Thought Bubble: No Problems

‘Thank you,’ said the girl, with a pleasant smile.
‘You’re quite welcome,’ said the skipper.
1907 W. W. JACOBS Short Cruises ii. 34

I’ve heard so many rants against the use of “No Problem” as a stand-in for the classic “you’re welcome” after a proffer of Thanks. Usually they’re from pompous professors who use their 75-minute seminars to pitch a soap-box and force the trapped students to listen to how they think the world should be. It was probably this lecture that put me so off the debate in the first place and I’ve happily said “No Probs” for years since.

 
Nowadays, I feel like ‘you’re welcome’ is really just a way to express surprise that someone actually said ‘thank you’. ‘No problem’ is just easy and universally understood right?

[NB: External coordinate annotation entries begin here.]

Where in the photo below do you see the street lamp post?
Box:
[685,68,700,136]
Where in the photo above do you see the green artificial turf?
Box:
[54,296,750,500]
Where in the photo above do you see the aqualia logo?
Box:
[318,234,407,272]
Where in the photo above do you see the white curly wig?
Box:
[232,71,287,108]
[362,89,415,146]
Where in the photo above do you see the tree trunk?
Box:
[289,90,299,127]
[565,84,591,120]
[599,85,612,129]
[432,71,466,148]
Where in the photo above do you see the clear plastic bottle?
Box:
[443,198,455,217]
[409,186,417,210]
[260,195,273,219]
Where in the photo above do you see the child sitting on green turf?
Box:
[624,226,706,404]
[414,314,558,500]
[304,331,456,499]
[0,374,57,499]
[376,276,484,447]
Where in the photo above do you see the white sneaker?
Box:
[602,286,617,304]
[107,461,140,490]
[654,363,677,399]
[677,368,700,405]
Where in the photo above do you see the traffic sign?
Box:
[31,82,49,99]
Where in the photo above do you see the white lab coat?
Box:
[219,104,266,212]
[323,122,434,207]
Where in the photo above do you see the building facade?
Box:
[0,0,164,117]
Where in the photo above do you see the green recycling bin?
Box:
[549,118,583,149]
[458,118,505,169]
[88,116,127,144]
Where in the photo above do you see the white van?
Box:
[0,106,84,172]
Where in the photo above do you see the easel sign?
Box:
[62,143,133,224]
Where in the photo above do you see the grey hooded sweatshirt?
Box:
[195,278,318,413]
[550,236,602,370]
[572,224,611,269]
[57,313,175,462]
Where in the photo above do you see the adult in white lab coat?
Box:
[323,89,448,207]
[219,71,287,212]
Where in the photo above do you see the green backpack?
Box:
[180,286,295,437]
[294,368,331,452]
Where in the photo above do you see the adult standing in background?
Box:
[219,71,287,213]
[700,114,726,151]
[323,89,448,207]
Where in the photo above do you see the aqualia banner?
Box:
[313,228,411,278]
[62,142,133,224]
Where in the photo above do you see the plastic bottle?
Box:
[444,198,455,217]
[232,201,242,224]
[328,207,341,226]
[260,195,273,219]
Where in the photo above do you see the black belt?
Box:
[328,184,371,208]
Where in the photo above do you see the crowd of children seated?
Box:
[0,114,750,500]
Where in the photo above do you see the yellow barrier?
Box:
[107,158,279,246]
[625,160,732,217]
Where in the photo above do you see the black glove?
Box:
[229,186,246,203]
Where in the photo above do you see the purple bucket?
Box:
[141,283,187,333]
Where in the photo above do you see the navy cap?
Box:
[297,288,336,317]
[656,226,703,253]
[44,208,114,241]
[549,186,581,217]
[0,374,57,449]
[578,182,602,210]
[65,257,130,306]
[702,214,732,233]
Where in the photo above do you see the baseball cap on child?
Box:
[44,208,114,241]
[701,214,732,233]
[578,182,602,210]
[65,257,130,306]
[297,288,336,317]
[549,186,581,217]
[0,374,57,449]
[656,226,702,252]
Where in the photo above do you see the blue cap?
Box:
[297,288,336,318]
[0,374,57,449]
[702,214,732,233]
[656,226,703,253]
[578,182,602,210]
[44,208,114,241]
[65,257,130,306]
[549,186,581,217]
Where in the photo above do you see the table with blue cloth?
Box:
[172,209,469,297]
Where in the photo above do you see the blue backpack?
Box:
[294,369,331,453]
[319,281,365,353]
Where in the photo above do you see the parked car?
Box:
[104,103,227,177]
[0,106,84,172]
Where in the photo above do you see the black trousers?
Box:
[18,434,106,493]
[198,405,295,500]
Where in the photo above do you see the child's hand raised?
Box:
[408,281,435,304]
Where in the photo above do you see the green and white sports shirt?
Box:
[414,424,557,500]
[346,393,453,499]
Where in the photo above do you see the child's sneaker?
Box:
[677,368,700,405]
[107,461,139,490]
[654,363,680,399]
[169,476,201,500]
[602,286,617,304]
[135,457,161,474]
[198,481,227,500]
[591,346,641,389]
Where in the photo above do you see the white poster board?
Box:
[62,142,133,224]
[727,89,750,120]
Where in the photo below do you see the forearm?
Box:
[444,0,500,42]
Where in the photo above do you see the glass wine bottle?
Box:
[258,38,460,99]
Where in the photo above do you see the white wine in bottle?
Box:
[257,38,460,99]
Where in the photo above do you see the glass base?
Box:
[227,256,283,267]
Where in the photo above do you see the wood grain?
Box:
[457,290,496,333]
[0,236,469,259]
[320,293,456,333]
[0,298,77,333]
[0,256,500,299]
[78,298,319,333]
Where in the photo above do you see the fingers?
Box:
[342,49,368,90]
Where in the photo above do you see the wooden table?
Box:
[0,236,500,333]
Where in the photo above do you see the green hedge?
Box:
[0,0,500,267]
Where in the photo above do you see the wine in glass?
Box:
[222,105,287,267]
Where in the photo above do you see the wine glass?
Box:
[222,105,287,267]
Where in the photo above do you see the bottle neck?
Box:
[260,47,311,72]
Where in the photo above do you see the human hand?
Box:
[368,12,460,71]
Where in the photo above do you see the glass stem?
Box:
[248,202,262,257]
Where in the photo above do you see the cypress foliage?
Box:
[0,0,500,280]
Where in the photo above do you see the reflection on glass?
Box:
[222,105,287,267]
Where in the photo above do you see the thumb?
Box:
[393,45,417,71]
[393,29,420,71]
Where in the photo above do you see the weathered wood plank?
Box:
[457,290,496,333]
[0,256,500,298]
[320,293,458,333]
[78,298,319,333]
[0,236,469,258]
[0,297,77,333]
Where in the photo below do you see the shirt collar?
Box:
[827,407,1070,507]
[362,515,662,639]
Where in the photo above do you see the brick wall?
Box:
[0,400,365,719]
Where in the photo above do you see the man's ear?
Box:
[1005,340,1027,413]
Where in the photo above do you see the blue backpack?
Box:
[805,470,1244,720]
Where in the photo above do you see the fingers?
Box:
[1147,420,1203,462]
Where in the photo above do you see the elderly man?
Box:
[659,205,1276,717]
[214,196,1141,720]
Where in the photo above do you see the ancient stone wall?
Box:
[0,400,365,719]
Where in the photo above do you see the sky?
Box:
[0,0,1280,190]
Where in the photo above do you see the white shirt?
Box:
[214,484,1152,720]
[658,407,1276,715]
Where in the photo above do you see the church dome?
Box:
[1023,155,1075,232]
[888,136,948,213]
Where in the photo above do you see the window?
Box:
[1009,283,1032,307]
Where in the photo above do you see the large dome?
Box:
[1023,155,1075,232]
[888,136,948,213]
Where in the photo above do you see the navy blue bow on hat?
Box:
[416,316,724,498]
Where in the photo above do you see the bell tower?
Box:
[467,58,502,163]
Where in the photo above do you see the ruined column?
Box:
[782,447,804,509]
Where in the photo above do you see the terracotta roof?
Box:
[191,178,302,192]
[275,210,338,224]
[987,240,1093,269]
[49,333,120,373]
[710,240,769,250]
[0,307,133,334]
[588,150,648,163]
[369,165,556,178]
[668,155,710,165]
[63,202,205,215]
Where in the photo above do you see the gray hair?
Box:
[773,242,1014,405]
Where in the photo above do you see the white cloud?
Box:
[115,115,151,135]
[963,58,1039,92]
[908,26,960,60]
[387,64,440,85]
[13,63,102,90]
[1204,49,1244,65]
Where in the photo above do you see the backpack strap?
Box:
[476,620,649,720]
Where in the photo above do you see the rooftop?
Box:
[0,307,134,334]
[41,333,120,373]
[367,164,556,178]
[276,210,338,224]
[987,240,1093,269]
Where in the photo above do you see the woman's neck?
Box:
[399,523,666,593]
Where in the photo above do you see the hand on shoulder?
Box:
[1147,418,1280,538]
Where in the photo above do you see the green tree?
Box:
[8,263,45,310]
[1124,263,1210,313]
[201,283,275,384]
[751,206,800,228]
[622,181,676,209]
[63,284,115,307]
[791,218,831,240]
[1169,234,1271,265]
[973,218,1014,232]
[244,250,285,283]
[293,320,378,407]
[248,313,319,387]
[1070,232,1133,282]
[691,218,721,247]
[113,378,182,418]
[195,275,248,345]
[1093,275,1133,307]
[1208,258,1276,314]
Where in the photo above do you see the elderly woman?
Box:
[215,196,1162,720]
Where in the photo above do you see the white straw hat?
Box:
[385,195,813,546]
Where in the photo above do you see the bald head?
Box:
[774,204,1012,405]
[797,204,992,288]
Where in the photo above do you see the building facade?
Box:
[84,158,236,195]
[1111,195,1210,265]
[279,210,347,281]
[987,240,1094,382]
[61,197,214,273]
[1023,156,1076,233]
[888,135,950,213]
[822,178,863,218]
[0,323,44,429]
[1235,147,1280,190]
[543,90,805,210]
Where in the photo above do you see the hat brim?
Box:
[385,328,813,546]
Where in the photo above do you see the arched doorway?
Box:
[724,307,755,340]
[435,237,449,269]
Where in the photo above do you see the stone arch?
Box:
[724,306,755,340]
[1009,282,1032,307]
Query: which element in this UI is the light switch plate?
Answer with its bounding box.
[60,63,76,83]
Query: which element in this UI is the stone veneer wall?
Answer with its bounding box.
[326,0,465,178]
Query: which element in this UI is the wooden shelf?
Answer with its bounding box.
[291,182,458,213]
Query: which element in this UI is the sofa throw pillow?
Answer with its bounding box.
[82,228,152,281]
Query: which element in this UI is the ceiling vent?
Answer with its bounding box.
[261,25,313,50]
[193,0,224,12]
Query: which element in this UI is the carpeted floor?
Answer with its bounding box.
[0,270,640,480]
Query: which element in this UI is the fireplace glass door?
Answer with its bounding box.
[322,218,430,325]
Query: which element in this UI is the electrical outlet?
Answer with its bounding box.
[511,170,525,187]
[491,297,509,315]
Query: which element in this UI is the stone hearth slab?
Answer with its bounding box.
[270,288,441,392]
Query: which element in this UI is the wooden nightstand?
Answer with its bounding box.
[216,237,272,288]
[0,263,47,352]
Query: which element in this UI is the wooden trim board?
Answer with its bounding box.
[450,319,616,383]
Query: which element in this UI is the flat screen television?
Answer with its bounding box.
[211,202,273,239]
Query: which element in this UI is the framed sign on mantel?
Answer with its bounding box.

Then again… this debate exists so it is not universally understood…
 
The No Problem/You’re welcome debate often reeks of hierarchy, a refusal to let social strata die, but an offer of gratitude and respect (for yourself and the other person) is really just basic humanity is it not?
 
So I’m just hipsterizing a social contract where I’m being applauded and cheating myself of good auras.
 

When someone drops their sweater, and I pick it up, I say ‘no problem’ and I mean it. It was a slight inconvenience to me and I didn’t mind because, well, picking it up was the right thing to do. This type of action is so off-hand that an off-hand reply doesn’t seem too abrasive. When I’m out to eat and the waiter replies “No Problem” there is certainly a bit of a bristle on my end. Not because I expect this person to kow-tow to me because I’ve deigned to enter their one-star eating establishment but because it’s so informal, it is so laid back, that I wonder how laid back is this place? Paper napkins are one thing but re-using dirty forks is another.

My biggest qualm with no problem is my own habit of saying it. When a co-worker asks me to stay late to finish their assignment because they’ve fallen behind it is a ‘problem’. I’m happy to do it for a fellow co-worker but why am I so quick to dismiss my time, work, and generosity. What I mean is “you’re welcome”, half of a public acknowledgment that I’m awesome and helpful. What I say if “no problem” meaning I have nothing better to do and whatever I was helping with wasn’t at all mentally taxing and I’ve probably done a crap job.

Further, the phrase ‘no problem’ does so little to acknowledge our own deed it belittles the person’s thanks all together. It says “wow you’re thanking me for that? It was nothing. You’re a sad person with sad priorities.” While ‘No Problem’ may be out, ‘you’re welcome’ may be outdated – particularly at work. This HuffPost article by Adam Grant suggests lobbing a thank you into a saucy ‘I know you’d do the same for me’, the Don Vito Corleone of Thank you’s. Well played Grant, well played.